Four years later, following countless hours of contemplation and with the realization that I had now lived a lie for a quarter of a century…I met a man and fell in love. Soon after, I allowed myself to accept my sexuality, announced it to my family, and on the spur of the moment…on a summer afternoon…with my relationship with my family in ruins and all that remained of my seemingly shattered life hastily tossed in a pickup truck…I moved to Denver.

Ever the idealist, abundantly na–¯ve, and convinced that acceptance…or at least some simulation thereof…would undoubtedly come by affiliating with other homosexuals…I jumped headfirst into being gay. Unfortunately, doing so while attaching oneself to a lover is apt to end up being little more than an act of misguided transference. Should one be unlucky enough to choose, in haste, the wrong partner or the wrong affiliations, the process of separating oneself and completing the task of attaining a sound and self-sufficient identity can appear to be an insurmountable struggle.

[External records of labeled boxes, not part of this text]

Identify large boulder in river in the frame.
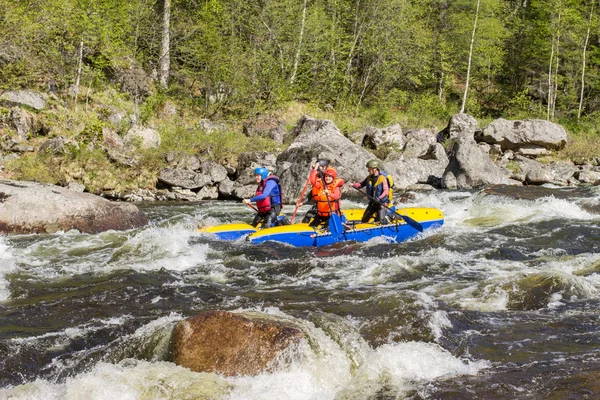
[0,180,148,233]
[169,311,304,376]
[276,116,375,203]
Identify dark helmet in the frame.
[367,160,381,169]
[254,167,269,181]
[323,167,337,179]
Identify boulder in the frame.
[123,125,160,149]
[476,118,567,155]
[276,116,376,203]
[8,107,34,142]
[441,114,511,189]
[0,180,148,234]
[169,311,305,376]
[362,124,405,150]
[384,143,448,189]
[0,90,46,111]
[198,161,227,183]
[158,168,211,190]
[402,129,436,158]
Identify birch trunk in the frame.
[460,0,481,114]
[290,0,307,84]
[550,36,560,118]
[73,39,83,104]
[546,36,554,120]
[158,0,171,89]
[577,3,594,119]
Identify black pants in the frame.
[308,214,330,228]
[302,204,317,224]
[361,201,389,224]
[251,204,281,228]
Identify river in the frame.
[0,187,600,400]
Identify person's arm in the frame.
[328,186,342,201]
[250,180,277,203]
[377,175,390,201]
[352,176,369,189]
[308,168,318,186]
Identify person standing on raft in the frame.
[242,167,283,228]
[308,164,342,227]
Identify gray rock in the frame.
[158,168,211,190]
[8,107,34,142]
[199,161,227,183]
[0,180,148,234]
[196,186,219,200]
[123,125,160,149]
[362,124,405,150]
[218,178,234,199]
[575,170,600,183]
[442,114,510,189]
[0,90,46,111]
[276,116,375,203]
[476,118,567,151]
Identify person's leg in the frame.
[250,213,265,228]
[263,207,277,228]
[308,215,323,228]
[360,202,378,223]
[302,204,317,224]
[377,205,390,225]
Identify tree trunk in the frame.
[460,0,481,114]
[577,2,594,119]
[290,0,307,84]
[546,36,554,120]
[158,0,171,89]
[73,38,83,105]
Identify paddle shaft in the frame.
[290,174,310,224]
[352,186,423,232]
[321,175,344,235]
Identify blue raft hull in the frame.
[201,208,444,247]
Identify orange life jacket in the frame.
[313,181,341,217]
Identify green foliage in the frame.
[161,126,278,163]
[5,154,62,184]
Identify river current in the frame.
[0,187,600,400]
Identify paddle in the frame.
[352,186,423,232]
[321,176,344,236]
[290,174,310,224]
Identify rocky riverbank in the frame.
[0,92,600,209]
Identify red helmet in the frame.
[323,167,337,179]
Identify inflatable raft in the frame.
[199,207,444,247]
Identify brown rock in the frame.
[170,311,304,376]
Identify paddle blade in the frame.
[329,213,344,235]
[395,212,423,232]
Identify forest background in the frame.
[0,0,600,191]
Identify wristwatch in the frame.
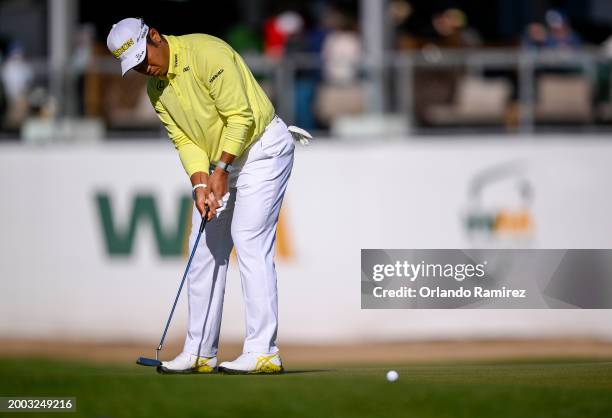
[216,161,233,173]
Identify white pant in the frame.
[184,117,295,357]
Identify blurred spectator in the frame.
[2,43,34,129]
[431,9,482,48]
[546,10,582,49]
[522,22,548,50]
[226,23,263,55]
[264,11,304,58]
[70,24,95,116]
[523,10,582,50]
[321,11,362,85]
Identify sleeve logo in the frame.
[208,68,224,83]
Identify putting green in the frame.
[0,358,612,418]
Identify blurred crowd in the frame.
[0,0,612,136]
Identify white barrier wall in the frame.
[0,137,612,343]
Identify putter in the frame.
[136,206,208,367]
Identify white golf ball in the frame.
[387,370,399,382]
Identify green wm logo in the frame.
[95,193,192,257]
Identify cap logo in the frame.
[113,38,134,58]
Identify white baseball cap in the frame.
[106,17,149,75]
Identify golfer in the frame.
[107,18,307,374]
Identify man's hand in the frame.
[206,168,229,220]
[191,171,211,220]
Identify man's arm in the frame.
[152,91,210,215]
[201,48,255,214]
[203,48,255,158]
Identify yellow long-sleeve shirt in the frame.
[147,34,274,176]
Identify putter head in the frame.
[136,357,161,367]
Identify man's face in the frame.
[134,28,169,77]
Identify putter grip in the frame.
[200,206,208,233]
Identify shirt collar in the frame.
[162,35,182,78]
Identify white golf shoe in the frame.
[157,353,217,374]
[219,353,283,374]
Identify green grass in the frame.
[0,359,612,418]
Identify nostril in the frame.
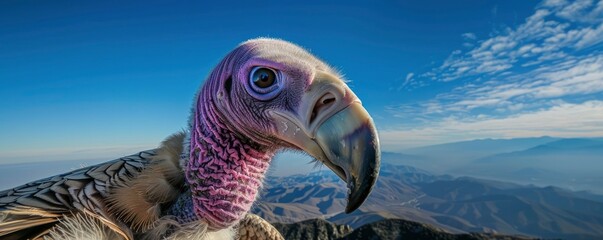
[322,97,335,105]
[310,93,336,124]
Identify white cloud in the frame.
[461,33,477,40]
[379,101,603,151]
[381,0,603,148]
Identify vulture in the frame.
[0,38,380,239]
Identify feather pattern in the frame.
[0,150,156,239]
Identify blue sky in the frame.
[0,0,603,163]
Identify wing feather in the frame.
[0,150,155,239]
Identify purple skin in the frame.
[185,39,378,229]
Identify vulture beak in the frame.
[270,72,381,213]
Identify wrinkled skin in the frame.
[185,39,380,228]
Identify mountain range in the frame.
[253,163,603,239]
[382,137,603,193]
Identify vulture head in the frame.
[182,38,380,229]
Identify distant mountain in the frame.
[272,219,352,240]
[452,139,603,192]
[253,163,603,239]
[394,137,559,173]
[273,219,531,240]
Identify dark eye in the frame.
[251,68,276,88]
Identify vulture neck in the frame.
[184,94,274,229]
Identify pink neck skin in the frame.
[185,94,274,229]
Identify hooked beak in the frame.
[270,72,381,213]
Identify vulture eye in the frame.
[249,67,281,100]
[251,68,276,88]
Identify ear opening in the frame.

In retrospect, it’s terribly saddening that gays…during the coming out process…the moment they most need support…are often required to summon a strength they most likely lack in order to accept and understand the rejection they encounter from those they love. Toss in the abject scorn that much of society heaps upon homosexuals and you have a rather rancid recipe unlikely to bake an ebullient and unencumbered identity.